With its retreats, an online community of almost 1,800 people and various other programs, the Jewish Multiracial Network is one such forum. Founded 15 years ago by a small group of white parents with non-white adoptive children, the volunteer-run network has become more diverse, with most of its board members now Jews of color or white Jews in interracial marriages, Baskin said.

San Francisco’s Be’chol Lashon — created in 2000 — offers another forum and resource, sponsoring research, organizing social programs and promoting awareness about global Jewish history and culture.

The New York chapter of Be’chol Lashon holds monthly discussion groups at the Jewish Board of Family and Children’s Services.
Be’chol Lashon grew out of the Institute for Jewish & Community Research’s studies on multiracial and non-white Jews, after discovering that participants gathered for focus groups “overwhelmingly wanted to get together again.”

“People felt a sense of isolation, they didn’t know other people like themselves,” said the organization’s director Tobin, who is white, but has an adopted African-American son.

One common denominator among non-white Jews, according to the UJA-Federation study, is relatively low rates of Jewish engagement.

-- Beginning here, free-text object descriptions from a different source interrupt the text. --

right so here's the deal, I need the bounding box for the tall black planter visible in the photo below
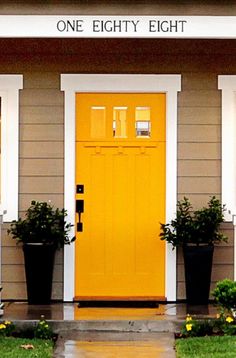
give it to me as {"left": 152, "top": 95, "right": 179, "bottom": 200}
{"left": 183, "top": 245, "right": 214, "bottom": 304}
{"left": 23, "top": 243, "right": 56, "bottom": 304}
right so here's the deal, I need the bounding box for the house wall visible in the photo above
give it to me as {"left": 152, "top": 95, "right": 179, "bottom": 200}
{"left": 0, "top": 0, "right": 235, "bottom": 300}
{"left": 0, "top": 37, "right": 233, "bottom": 300}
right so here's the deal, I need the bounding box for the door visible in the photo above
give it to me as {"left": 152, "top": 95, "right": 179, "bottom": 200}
{"left": 75, "top": 93, "right": 166, "bottom": 300}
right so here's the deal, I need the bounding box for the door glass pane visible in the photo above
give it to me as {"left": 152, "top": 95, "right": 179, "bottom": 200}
{"left": 91, "top": 106, "right": 106, "bottom": 138}
{"left": 113, "top": 107, "right": 127, "bottom": 138}
{"left": 135, "top": 107, "right": 151, "bottom": 137}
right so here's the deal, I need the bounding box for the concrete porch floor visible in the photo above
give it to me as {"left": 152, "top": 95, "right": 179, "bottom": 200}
{"left": 2, "top": 301, "right": 218, "bottom": 322}
{"left": 1, "top": 302, "right": 218, "bottom": 357}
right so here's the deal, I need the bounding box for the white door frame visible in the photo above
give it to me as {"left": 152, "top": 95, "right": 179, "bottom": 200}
{"left": 61, "top": 74, "right": 181, "bottom": 301}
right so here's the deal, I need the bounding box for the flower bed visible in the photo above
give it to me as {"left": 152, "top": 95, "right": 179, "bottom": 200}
{"left": 176, "top": 279, "right": 236, "bottom": 339}
{"left": 0, "top": 316, "right": 56, "bottom": 341}
{"left": 176, "top": 313, "right": 236, "bottom": 339}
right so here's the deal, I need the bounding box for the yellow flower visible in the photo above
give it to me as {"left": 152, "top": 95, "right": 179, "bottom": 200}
{"left": 4, "top": 321, "right": 11, "bottom": 325}
{"left": 0, "top": 324, "right": 6, "bottom": 330}
{"left": 186, "top": 314, "right": 192, "bottom": 322}
{"left": 186, "top": 323, "right": 193, "bottom": 331}
{"left": 226, "top": 316, "right": 234, "bottom": 323}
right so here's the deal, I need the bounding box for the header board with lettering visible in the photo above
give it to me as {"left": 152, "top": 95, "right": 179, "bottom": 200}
{"left": 0, "top": 16, "right": 235, "bottom": 38}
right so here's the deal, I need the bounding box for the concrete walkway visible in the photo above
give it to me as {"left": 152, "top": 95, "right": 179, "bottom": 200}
{"left": 1, "top": 302, "right": 218, "bottom": 357}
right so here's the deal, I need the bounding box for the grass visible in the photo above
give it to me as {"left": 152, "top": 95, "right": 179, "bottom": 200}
{"left": 176, "top": 335, "right": 236, "bottom": 358}
{"left": 0, "top": 336, "right": 53, "bottom": 358}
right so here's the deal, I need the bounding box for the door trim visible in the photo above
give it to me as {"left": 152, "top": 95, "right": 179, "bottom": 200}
{"left": 61, "top": 74, "right": 181, "bottom": 301}
{"left": 218, "top": 75, "right": 236, "bottom": 281}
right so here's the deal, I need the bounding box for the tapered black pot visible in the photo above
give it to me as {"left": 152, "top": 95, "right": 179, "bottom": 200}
{"left": 183, "top": 244, "right": 214, "bottom": 304}
{"left": 23, "top": 243, "right": 56, "bottom": 304}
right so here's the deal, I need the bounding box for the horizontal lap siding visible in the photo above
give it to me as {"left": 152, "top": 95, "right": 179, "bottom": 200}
{"left": 178, "top": 73, "right": 221, "bottom": 208}
{"left": 1, "top": 43, "right": 234, "bottom": 300}
{"left": 177, "top": 73, "right": 233, "bottom": 299}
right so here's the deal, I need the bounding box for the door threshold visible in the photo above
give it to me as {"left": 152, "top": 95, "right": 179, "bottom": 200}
{"left": 74, "top": 296, "right": 166, "bottom": 301}
{"left": 74, "top": 296, "right": 166, "bottom": 308}
{"left": 76, "top": 301, "right": 161, "bottom": 308}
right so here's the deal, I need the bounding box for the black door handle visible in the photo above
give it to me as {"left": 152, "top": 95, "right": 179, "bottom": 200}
{"left": 76, "top": 199, "right": 84, "bottom": 232}
{"left": 76, "top": 200, "right": 84, "bottom": 213}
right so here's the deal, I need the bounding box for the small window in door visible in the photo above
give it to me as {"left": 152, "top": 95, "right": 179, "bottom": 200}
{"left": 135, "top": 107, "right": 151, "bottom": 137}
{"left": 91, "top": 106, "right": 106, "bottom": 138}
{"left": 113, "top": 107, "right": 127, "bottom": 138}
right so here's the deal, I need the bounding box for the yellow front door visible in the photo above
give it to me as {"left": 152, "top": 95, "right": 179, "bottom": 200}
{"left": 75, "top": 93, "right": 166, "bottom": 300}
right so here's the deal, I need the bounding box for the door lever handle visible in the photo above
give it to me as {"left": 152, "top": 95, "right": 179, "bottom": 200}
{"left": 76, "top": 200, "right": 84, "bottom": 232}
{"left": 76, "top": 200, "right": 84, "bottom": 213}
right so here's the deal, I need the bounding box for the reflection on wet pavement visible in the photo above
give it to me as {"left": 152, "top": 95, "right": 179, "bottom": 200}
{"left": 54, "top": 332, "right": 176, "bottom": 358}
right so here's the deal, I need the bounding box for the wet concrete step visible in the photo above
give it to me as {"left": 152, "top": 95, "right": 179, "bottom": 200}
{"left": 12, "top": 318, "right": 182, "bottom": 333}
{"left": 53, "top": 332, "right": 176, "bottom": 358}
{"left": 51, "top": 319, "right": 181, "bottom": 333}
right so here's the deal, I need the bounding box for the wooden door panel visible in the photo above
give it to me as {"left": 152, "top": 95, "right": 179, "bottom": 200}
{"left": 75, "top": 93, "right": 166, "bottom": 299}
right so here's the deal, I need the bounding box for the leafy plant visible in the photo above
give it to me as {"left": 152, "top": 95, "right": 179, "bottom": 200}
{"left": 8, "top": 201, "right": 75, "bottom": 250}
{"left": 180, "top": 314, "right": 236, "bottom": 338}
{"left": 212, "top": 279, "right": 236, "bottom": 312}
{"left": 34, "top": 316, "right": 53, "bottom": 340}
{"left": 160, "top": 196, "right": 227, "bottom": 248}
{"left": 221, "top": 316, "right": 236, "bottom": 335}
{"left": 180, "top": 315, "right": 214, "bottom": 338}
{"left": 0, "top": 321, "right": 15, "bottom": 337}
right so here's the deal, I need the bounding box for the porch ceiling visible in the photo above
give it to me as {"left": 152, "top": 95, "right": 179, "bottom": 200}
{"left": 0, "top": 38, "right": 236, "bottom": 57}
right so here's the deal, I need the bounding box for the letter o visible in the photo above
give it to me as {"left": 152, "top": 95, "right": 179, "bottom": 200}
{"left": 57, "top": 20, "right": 66, "bottom": 32}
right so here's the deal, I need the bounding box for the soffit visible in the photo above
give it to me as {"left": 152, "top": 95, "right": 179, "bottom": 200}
{"left": 0, "top": 1, "right": 236, "bottom": 16}
{"left": 0, "top": 38, "right": 235, "bottom": 56}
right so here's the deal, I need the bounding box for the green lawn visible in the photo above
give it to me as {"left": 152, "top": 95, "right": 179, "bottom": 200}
{"left": 176, "top": 336, "right": 236, "bottom": 358}
{"left": 0, "top": 336, "right": 53, "bottom": 358}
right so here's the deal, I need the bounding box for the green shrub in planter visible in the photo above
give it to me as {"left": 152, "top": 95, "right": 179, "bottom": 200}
{"left": 160, "top": 196, "right": 228, "bottom": 304}
{"left": 8, "top": 200, "right": 75, "bottom": 249}
{"left": 160, "top": 196, "right": 227, "bottom": 247}
{"left": 212, "top": 279, "right": 236, "bottom": 313}
{"left": 7, "top": 201, "right": 75, "bottom": 304}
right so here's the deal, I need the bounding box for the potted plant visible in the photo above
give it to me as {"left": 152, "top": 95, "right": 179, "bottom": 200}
{"left": 8, "top": 200, "right": 75, "bottom": 304}
{"left": 160, "top": 196, "right": 228, "bottom": 304}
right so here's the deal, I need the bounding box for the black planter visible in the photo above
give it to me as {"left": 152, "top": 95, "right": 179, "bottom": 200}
{"left": 183, "top": 245, "right": 214, "bottom": 304}
{"left": 23, "top": 243, "right": 56, "bottom": 304}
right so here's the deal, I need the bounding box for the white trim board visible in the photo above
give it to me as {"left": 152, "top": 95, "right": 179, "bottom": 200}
{"left": 0, "top": 75, "right": 23, "bottom": 222}
{"left": 218, "top": 75, "right": 236, "bottom": 280}
{"left": 2, "top": 16, "right": 236, "bottom": 39}
{"left": 61, "top": 74, "right": 181, "bottom": 301}
{"left": 218, "top": 76, "right": 236, "bottom": 221}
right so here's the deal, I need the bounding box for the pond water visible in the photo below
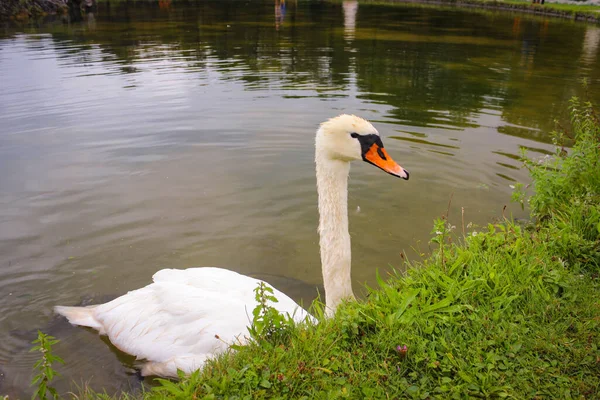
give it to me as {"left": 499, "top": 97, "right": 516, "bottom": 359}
{"left": 1, "top": 0, "right": 600, "bottom": 396}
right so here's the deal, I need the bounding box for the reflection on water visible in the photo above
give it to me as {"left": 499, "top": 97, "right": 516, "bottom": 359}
{"left": 582, "top": 26, "right": 600, "bottom": 66}
{"left": 1, "top": 0, "right": 599, "bottom": 396}
{"left": 343, "top": 0, "right": 358, "bottom": 41}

The study reports that respondents in nonwhite households “tend to eschew any denominational affiliation,” and are far more likely to be intermarried (54 percent versus 18 percent for all-white Jewish households — not surprising, since many interracial couples are also interfaith). Significantly fewer join synagogues (27 percent versus 47 percent), very few have mostly Jewish friends (18 percent versus 57 percent — again, not surprising considering that many have non-Jewish family members) and their use of Jewish day schools is less than half that other Jewish households.

Cohen, the study’s co-author, said multiracial and non-white Jewish households have a “very similar profile to that of the intermarried, with possibly more geographic spread.”

One of Be’chol Lashon’s goals is to bridge that gap between Jews of color and the organized Jewish community — by increasing awareness in mainstream groups about non-white and multiracial Jews and the “global nature of the Jewish community,” and by encouraging mainstream groups to host Be’chol Lashon programs.

“All our events are now partnered with a mainstream Jewish organization; it’s part of our policy now, so people are coming into Jewish spaces,” Tobin said.

Central Synagogue’s Rabbi/Cantor Buchdahl remains one of only a handful of non-white and multiracial Jewish clergy members.

But she said she’s raising fewer eyebrows than she once did.

“Ten years ago, even if I led an entire service in Hebrew, people would still challenge me afterwards with ‘Are you Jewish?’” she recalled. “It was such a disconnect for them, they couldn’t reconcile it. But these days, people might ask questions, but they don’t challenge me in the same way.”